Whether it's with external dazzle or internal luminosity, British performers Brian Bedford and Mark Rylance and Americans Bobby Cannavale, Joe Mantello and Al Pacino set the lead actor category ablaze.

May 22, 2011|By Charles McNulty, Los Angeles Times Theater Critic

Bedford (who would have been a shoo-in for the Tony had his performance been logically placed in the featured actor category) and Rylance bestow pleasures of another sort — that of watching great athletes masterfully executing their game plans. Bedford's Lady Bracknell enters a drawing room like a cruise ship docking in a familiar port of call. Every glacial head-turn shores up the English class system. When an epigram is uttered, it's with the same nonchalance with which this redoubtable matriarch condescends to take a sip of tea. Rylance approaches his character, a Pied Piper of hard partying strays, like an Olympian commencing a deranged triathlon. (Not for nothing does he acknowledge his trainer and chiropractor in his playbill bio.) When he launches into one of Rooster's tall tales, it's with the enthusiasm of a contemporary Homer inaugurating a new set of myths. His morning ablutions, aimed at counteracting a colossal hangover, are performed with the manic, calorie-burning zeal of Sutton Foster's ecstatic numbers in the current Broadway revival of "Anything Goes."

Classical all-stars

Behind the giddy aplomb of Bedford and Rylance lies a wealth of classical theater experience. Both were trained at the Royal Academy of Dramatic Art and both have the kind of gold-plated stage résumés one could be forgiven for assuming died out with Laurence Olivier. (Bedford, long an expat living in North America, was brought to New York by his mentor John Gielgud in 1959 and has been a mainstay of the Stratford Shakespeare Festival in Canada for 27 years; Rylance, an equally accomplished Shakespearean who spent a good portion of his youth in the U.S., was the artistic director of Shakespeare's Globe Theatre in London). Tony winners both, they are extolled for their intelligence, comic flair, flexibility and, yes, vulnerability. Though they can masterfully affect a stiff upper lip, their success in the New World is a credit to the way they combine sublime craftsmanship with humanity.

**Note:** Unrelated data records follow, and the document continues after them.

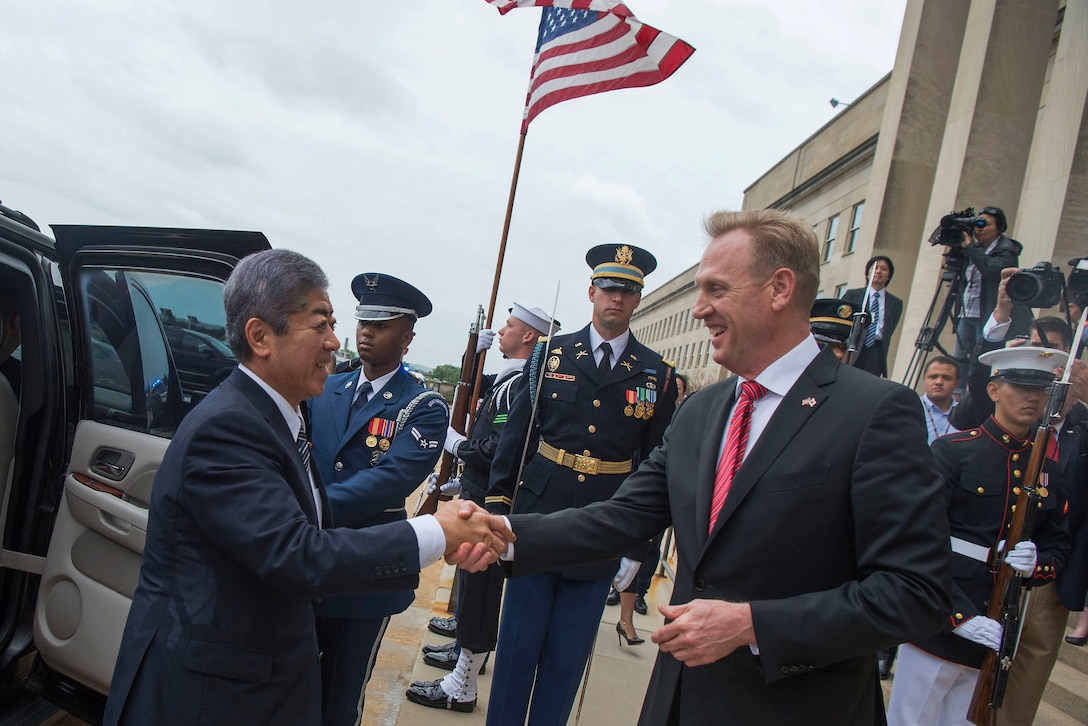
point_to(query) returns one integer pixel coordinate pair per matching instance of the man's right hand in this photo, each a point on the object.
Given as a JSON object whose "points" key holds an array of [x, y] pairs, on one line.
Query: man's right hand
{"points": [[1003, 310], [981, 630], [474, 539]]}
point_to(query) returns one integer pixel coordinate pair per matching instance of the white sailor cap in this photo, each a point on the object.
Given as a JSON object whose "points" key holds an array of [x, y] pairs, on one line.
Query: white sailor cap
{"points": [[1024, 365], [534, 318]]}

You want both of them on your all-star repertory team. They have a versatility that is exceedingly difficult to acquire in the States, where theater is rarely the primary focus of our most prominent acting talents. Pacino collects Golden Globes, Mantello is still raking in the dough for having directed "Wicked" and Cannavale is a tall, dark and handsome presence with an Emmy for his work on "Will & Grace." When these men return to the stage to act, they invariably seek a role that will fire them up emotionally or grant them the opportunity to reveal hidden aspects of the life they're playing.

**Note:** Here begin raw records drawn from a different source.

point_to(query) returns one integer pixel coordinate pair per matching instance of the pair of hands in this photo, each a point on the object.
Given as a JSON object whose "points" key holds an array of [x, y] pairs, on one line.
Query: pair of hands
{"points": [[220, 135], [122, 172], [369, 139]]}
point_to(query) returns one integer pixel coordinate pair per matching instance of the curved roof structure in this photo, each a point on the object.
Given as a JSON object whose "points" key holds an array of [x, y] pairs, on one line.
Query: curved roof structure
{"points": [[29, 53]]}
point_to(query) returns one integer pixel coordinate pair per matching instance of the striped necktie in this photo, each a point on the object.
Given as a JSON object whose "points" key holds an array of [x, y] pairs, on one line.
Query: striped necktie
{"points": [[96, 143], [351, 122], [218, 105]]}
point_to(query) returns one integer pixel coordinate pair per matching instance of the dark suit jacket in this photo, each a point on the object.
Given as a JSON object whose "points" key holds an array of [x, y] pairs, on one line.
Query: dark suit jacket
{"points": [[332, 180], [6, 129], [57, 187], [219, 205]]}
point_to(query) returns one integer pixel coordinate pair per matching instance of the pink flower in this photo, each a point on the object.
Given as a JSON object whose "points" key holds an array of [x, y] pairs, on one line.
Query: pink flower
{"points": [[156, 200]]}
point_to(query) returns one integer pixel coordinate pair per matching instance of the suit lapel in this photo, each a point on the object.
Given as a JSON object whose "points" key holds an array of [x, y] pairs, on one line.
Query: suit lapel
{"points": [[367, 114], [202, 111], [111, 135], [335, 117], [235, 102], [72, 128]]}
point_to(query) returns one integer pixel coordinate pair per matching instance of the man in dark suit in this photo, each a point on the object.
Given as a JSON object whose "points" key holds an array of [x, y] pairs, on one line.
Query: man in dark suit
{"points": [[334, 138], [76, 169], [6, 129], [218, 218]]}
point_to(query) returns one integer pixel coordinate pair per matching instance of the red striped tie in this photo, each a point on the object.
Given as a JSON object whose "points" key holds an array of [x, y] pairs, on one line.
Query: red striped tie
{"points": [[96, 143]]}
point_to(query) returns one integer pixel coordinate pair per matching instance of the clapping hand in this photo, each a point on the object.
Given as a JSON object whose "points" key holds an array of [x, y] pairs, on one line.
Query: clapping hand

Of course there are plenty of counterexamples to prove that nationality isn't theatrical destiny. Dakin Matthews demonstrates that an American can indeed enjoy a British-style career without giving up his passport, while an English stage star such as Simon Russell Beale can be described as many things (exceptionally literate and witty), but cold and calculating are not among them.

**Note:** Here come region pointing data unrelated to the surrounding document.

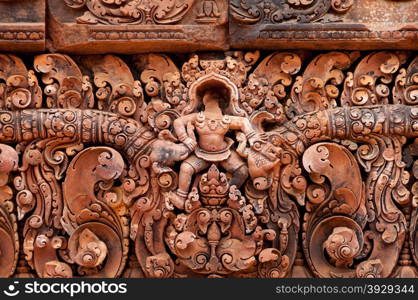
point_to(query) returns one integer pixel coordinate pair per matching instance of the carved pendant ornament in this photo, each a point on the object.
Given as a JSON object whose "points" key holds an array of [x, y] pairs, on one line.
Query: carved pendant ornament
{"points": [[222, 165]]}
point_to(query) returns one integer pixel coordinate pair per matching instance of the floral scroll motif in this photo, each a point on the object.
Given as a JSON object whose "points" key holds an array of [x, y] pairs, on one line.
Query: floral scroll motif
{"points": [[223, 165]]}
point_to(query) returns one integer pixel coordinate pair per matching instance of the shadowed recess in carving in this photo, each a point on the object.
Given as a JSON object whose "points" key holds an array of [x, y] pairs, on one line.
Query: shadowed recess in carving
{"points": [[145, 166]]}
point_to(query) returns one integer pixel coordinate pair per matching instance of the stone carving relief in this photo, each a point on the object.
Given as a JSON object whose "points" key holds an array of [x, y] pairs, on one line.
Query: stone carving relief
{"points": [[131, 12], [230, 164], [302, 11]]}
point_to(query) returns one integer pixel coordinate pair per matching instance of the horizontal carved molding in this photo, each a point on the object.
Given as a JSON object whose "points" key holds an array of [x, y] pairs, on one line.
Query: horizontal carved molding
{"points": [[234, 164], [141, 26]]}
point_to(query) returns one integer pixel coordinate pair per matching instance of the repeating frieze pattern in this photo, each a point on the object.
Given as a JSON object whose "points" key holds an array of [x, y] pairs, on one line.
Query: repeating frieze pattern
{"points": [[223, 165]]}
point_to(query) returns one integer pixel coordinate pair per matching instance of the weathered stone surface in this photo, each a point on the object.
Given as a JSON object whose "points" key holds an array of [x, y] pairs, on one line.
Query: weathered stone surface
{"points": [[212, 164], [97, 26], [324, 24], [22, 25], [209, 167]]}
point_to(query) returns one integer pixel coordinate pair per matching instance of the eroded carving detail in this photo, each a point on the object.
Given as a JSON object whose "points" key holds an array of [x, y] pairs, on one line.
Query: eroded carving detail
{"points": [[202, 169], [303, 11]]}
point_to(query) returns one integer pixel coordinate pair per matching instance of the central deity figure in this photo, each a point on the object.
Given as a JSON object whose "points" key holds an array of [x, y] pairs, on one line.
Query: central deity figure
{"points": [[212, 145]]}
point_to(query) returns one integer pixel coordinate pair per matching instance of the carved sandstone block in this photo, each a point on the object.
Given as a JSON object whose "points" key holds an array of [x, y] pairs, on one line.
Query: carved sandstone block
{"points": [[22, 25], [132, 26], [324, 24]]}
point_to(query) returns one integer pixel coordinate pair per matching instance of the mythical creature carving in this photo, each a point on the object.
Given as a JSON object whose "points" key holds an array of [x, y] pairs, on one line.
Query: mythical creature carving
{"points": [[210, 169], [134, 11]]}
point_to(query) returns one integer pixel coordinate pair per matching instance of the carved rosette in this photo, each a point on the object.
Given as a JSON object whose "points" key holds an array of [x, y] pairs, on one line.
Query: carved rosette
{"points": [[213, 167]]}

Tradition matters, but whether you prefer internal luminosity to external dazzle is ultimately a matter of taste, not citizenship. I'm partial to acting that ruthlessly mines the self for illumination. But this year's unusually tight Tony race for best dramatic actor allows us to celebrate performers who are separated by more than a common language yet united in their ability to get the job done.